Results from allied health services review
Earlier this year, Murrumbidgee Primary Health Network (MPHN) commenced a review of how it funds allied health services across the region to understand the allied health needs of the community.
MPHN CEO Melissa Neal said the comprehensive review, which included individual interviews with 22 service providers, 200 survey responses from community and providers, and four workshops with community and providers in Wagga Wagga, Griffith, Finley and Young, found the primary barriers to accessing allied health services was cost and long wait times for appointments.
“While affordability and being able to access a service in a timely manner were key findings, we also confirmed people are concerned about workforce shortages, want to know more about the role of allied health, and have identified a need to improve coordination between services,” Ms Neal said.
“The review process identified important considerations for allied health service delivery across the region into the future including empowering patients to self-manage; coordinating and linking in with other providers including those outside of health; and ensuring measurable outcomes for the patient and community.

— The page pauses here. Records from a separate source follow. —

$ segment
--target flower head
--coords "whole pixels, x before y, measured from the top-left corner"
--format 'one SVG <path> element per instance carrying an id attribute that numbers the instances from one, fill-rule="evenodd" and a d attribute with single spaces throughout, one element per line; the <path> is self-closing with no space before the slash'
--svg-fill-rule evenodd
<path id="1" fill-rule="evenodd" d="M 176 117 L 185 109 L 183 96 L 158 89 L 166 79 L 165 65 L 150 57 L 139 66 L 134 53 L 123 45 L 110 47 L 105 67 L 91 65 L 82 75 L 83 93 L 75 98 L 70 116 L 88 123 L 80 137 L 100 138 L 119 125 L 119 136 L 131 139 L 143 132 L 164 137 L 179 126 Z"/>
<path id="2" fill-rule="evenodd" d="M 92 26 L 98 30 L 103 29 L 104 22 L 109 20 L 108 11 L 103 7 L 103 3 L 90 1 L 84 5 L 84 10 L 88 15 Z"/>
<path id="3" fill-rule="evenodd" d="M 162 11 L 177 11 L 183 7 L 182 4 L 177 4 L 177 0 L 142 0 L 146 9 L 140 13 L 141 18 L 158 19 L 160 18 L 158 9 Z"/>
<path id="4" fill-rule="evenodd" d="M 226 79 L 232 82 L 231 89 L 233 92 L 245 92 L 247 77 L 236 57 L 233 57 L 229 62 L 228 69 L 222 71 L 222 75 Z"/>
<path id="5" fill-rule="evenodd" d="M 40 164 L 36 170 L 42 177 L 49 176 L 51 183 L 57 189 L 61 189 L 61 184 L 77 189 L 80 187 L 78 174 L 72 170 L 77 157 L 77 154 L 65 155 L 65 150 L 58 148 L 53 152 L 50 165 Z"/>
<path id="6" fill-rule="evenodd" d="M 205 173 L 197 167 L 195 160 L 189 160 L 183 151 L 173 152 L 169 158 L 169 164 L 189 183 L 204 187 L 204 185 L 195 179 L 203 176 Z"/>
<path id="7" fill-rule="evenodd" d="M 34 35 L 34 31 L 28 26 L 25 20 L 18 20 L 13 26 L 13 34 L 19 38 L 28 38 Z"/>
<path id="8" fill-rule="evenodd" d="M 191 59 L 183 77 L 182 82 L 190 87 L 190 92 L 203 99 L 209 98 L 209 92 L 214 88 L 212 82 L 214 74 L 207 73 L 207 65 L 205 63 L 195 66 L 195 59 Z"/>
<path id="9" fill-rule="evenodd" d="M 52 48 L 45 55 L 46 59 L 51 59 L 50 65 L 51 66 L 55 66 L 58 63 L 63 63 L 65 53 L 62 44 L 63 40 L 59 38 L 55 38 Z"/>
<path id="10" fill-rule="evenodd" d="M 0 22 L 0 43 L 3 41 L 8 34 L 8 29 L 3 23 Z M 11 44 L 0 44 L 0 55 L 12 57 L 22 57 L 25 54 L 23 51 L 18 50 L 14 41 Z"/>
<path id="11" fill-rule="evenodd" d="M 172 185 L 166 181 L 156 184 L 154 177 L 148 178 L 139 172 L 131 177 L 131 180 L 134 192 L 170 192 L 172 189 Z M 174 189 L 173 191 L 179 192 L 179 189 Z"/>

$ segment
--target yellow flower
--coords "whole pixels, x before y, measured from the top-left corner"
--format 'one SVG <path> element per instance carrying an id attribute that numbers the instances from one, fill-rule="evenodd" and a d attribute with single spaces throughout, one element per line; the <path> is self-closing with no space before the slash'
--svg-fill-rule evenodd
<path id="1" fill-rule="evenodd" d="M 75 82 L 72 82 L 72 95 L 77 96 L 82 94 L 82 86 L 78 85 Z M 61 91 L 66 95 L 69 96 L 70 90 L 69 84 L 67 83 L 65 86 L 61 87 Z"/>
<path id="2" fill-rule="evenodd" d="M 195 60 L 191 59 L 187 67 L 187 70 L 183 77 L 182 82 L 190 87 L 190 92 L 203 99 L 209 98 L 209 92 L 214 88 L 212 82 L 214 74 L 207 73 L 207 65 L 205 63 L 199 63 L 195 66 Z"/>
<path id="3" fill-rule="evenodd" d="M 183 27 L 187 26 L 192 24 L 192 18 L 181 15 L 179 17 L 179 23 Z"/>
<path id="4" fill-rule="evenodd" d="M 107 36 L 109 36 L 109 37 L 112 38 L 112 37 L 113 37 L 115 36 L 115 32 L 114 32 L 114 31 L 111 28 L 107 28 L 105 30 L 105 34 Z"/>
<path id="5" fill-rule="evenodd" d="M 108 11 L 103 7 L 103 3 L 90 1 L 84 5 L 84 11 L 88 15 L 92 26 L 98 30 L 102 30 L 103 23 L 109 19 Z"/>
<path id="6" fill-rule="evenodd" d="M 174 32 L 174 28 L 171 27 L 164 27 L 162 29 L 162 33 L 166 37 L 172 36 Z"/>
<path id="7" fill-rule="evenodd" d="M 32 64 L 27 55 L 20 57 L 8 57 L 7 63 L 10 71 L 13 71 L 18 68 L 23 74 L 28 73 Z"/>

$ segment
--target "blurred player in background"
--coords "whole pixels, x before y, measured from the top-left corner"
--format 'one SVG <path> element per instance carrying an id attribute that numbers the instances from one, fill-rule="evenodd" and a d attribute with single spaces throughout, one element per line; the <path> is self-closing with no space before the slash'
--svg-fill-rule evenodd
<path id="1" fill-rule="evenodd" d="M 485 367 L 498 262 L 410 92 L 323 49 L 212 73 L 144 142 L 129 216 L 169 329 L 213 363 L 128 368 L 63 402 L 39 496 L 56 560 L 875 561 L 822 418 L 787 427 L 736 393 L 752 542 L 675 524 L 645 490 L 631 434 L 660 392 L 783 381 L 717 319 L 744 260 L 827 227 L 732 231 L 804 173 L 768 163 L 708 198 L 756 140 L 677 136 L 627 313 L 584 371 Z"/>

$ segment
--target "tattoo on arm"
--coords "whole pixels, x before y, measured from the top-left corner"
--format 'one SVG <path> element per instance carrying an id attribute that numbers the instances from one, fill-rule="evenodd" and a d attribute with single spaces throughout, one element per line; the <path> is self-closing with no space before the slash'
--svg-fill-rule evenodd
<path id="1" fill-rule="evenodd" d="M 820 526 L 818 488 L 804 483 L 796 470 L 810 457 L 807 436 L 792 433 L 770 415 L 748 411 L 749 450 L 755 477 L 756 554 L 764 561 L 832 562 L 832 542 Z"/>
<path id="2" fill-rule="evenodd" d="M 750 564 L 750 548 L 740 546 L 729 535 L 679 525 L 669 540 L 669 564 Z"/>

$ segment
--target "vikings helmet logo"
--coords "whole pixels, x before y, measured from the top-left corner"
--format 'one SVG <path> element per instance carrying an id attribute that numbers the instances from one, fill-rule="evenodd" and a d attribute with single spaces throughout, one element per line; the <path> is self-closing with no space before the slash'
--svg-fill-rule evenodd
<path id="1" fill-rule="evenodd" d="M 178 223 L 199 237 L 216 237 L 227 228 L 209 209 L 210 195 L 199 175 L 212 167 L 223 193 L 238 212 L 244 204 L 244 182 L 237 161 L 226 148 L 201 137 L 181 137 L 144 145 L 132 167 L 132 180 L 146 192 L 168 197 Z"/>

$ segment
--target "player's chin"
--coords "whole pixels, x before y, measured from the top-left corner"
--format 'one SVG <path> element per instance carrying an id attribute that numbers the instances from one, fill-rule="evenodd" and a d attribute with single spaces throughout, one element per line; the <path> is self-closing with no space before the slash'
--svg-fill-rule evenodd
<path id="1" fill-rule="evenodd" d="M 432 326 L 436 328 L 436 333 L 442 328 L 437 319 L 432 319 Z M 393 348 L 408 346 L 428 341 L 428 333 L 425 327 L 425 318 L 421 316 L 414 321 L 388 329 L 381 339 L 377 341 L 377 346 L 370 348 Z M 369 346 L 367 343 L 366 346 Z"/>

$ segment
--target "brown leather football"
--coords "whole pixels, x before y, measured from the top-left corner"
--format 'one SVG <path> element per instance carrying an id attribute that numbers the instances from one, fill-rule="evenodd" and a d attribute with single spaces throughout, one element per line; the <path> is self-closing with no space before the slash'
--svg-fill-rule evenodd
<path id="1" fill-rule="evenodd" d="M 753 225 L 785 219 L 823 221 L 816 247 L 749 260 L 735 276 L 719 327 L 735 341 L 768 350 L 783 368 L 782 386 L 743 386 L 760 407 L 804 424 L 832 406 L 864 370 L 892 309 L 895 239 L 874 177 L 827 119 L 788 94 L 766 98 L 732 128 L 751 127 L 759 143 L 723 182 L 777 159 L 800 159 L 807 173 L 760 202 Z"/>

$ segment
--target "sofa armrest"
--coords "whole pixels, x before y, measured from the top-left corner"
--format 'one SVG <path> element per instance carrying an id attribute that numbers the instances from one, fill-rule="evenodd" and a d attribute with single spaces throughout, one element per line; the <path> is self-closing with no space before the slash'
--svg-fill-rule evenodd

“After careful consideration of this feedback and an analysis of our current funding model for allied health we will be adopting a new approach designed to improve the overall wellbeing of at risk or vulnerable people of Murrumbidgee communities. Our new Murrumbidgee Wellness and Resilient Model of Care will also aim to better support the allied health workforce creating a strong network between providers.
“Over the coming days we will be commencing a tender process to progress the establishment of the new model, and we are encouraging all allied health providers and general practices interested in tendering, delivering or hosting services as part of the new model, to register and view the tender documents at www.mphn.org.au/tenders.
“We would like to thank all those involved in this review process. Your time and feedback is valuable and will directly be used to ensure people living in the Murrumbidgee are able to access the right service, in the right time, by the right team and in the right place,” she said.